The orderly processing of this case was delayed by the Government's filing a motion for an order to show cause after the case was at issue. Such procedure was obviously inconsistent with that approved in Reisman v. Caplin, 375 U.S. 440, 84 S.Ct. 508, 11 L.Ed.2d 459 (1964) and United States v. Powell, 379 U.S. 48, 85 S.Ct. 248, 13 L.Ed.2d 112 (1964). The defendant and intervenors accordingly filed a motion to strike the Government's motion for a show cause order. The briefs submitted in connection with those motions, however, fully dealt with the question of whether the State physician-patient privilege must be recognized in connection with the Internal Revenue summons here involved.
Both motions were denied at a preliminary pretrial conference and, in accordance with directions made at that time, the parties thereafter stipulated almost all of the relevant facts. As above stated, the case was submitted on that stipulation and the testimony of Mrs. Clarice C. Hahn, the estate tax attorney substituted as a party plaintiff in lieu of Gregory P. Vatteroot, who is no longer employed by the I.R.S.
*241 We first rule the two contentions which defendant intervenors make in addition to the physician-patient question which is also raised by the defendant hospital. The stipulation makes clear that no one, including the intervenor, was prejudiced by lack of formal notice of the issuance of the summons. Counsel for the intervening executor appeared at the time the summons was served and their objection to production was recognized by the hospital which stated that it wanted the protection of a court order before disclosing records for which a privilege had been claimed.
Written notice would not have afforded any additional right and we therefore rule that intervenor's contention in regard to notice is not tenable.

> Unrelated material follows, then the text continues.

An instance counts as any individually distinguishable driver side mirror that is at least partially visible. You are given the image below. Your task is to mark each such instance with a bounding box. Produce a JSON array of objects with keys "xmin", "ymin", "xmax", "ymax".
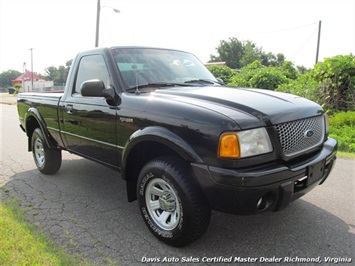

Intervenor's contention in regard to relevancy and materiality is not well taken. The briefs of the parties and the undisputed factual situation make clear that the question of whether particular transfers were or were not made by the decedent in contemplation of death is a question that will directly affect the determination of the amount of the estate tax to be paid. Information likely to be revealed by the documents sought by the summons will obviously contain data relevant and material to that prime issue. The argument that the Government may presently issue a thirty day letter without making an appropriate examination of relevant and material evidence does not touch the question of whether the State statute in effect prohibits the examination of the hospital records sought by the Internal Revenue summons. Intervenor's materiality and relevancy contention is not tenable. We turn now to physician-patient privilege question and state our reasons why the joint contention of the defendant and intervenor is not tenable.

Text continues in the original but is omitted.